Analysis: No Political Benefit if Voters Can't Feel Property Tax Relief
If a state officeholder of any political persuasion promises to cut your property taxes, demand proof.
They made their most recent attempt during last year’s legislative session with a constitutional amendment increasing the homestead exemption. Their hope was that school property tax bills would drop.
Voters approved the amendment in November, giving the average homeowner a $126 tax break.
Hey, if you can’t make it rain, make it sprinkle.
Lawmakers tried the rain thing back in 2006, rewriting property and franchise and other tax laws to bring relief to taxpayers.
State Sen.
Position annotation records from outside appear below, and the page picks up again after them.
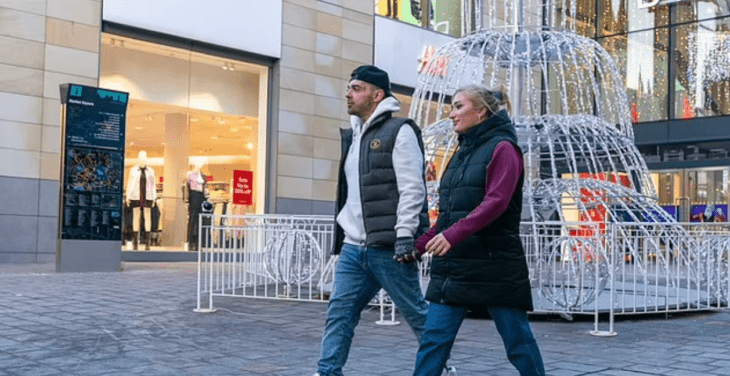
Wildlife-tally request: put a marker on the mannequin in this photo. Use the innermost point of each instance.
(195, 193)
(141, 193)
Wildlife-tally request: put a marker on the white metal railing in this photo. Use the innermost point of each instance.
(265, 256)
(575, 267)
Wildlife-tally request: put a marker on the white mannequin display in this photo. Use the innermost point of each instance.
(195, 195)
(134, 188)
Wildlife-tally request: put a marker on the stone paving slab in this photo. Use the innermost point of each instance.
(140, 321)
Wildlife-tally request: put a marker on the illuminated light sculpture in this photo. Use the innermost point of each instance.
(573, 121)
Paul Bettencourt, a Republican who was Harris County’s tax assessor-collector at the time, watched the benefit get swallowed by “appraisal creep” — the steady increase of property values in a booming state.
This is the problem for Texas lawmakers. They want to get a leash on property taxes statewide, even though there is no state property tax. It requires them to restrain local governments. The local governments, with plenty of evidence, point to expensive state government mandates that drive up their costs.
Your governments, taken together, operate as a circular finger-pointing squad.
Bettencourt and other state lawmakers are working on new proposals for state-imposed limits on increases in local property taxes.
But Texas lawmakers don’t set property tax rates or control increases in the market values of taxable real estate — so they’ve never really been able to keep their promises of relief.
Relief itself has a definition problem. What lawmakers mean isn’t necessarily what you mean. “Relief is when you limit the increase in the tax,” Bettencourt says. “A cut is when you actually lower it.”
What Bettencourt and his colleagues are suggesting is relief.
“The real answer is that the rate of increase becomes livable because what we’re at now is not,” Bettencourt says. “Whether it’s Lubbock, the Valley, you name it, Houston, go wherever you want to go — they just can’t stand the rate of increase.”
Texas puts a heavier load on property owners than all but a handful of other states. We’ve all heard tales of people — particularly those on fixed incomes — whose rising property taxes forced them out of their homes and into cheaper digs. The prosperity in Texas hasn’t helped in this regard, since it has fueled fast increases in property values in many parts of the state.
Politicians in office have attempted to respond to that.
• Lt. Gov. Dan Patrick sent the Senate Finance Committee this homework assignment (among others) to complete before the next legislative session begins in January: “Study the property tax process, including the appraisal system, and recommend ways to promote transparency, simplicity, and accountability by all taxing entities;” and this: “Examine and develop options to further reduce the tax burden on property owners.”
Imagine, if you’re especially good with small numbers, the Texas taxpayers whose need for property tax relief was fulfilled by the increased homestead exemption now written into the state Constitution.
• In the House, property tax relief appears in the instructions on school finance for the Public Education Committee, in a directive on special district bonds and how to pay them off and in House Speaker Joe Straus' charge to the tax-writing Ways & Means Committee: “Review aspects of the property tax system that contribute to rising property tax levies and taxpayer dissatisfaction. Examine whether the current system allows taxpayers meaningful participation in determining local property tax rates. Explore changes to the appraisal process that could improve the accuracy of appraisals.”
• State leaders would also like to know who ate their previous homework, as you can see in another of their interim projects: “Monitor implementation of the increased residence homestead exemption as approved by the voters in Proposition 1. Determine the amount of property tax relief for homeowners, taking into account increases in appraisals and local property tax rates. Additionally, determine the cost to the state to make up the revenue loss for school districts.”
The political benefits of that constitutional amendment were even smaller than the average $126 tax cut. Imagine, if you’re especially good with small numbers, the Texas taxpayers whose need for property tax relief was fulfilled by the increased homestead exemption now written into the state Constitution.
If voters can’t feel relief, there’s no political benefit.
If lawmakers do something property owners can feel, they will feel the result at the polls.
Sure, other things are more important to voters, like immigration and border security. But if you go to town halls with Bettencourt or anyone else in the Texas Legislature, you’ll hear about property taxes.
Maybe nobody in office will ever get credit for mending property taxes, but they are getting the blame. This is going to be a problem for incumbents until voters are pacified.
And it’s going to be a problem for the voters until the lawmakers find a genuine remedy.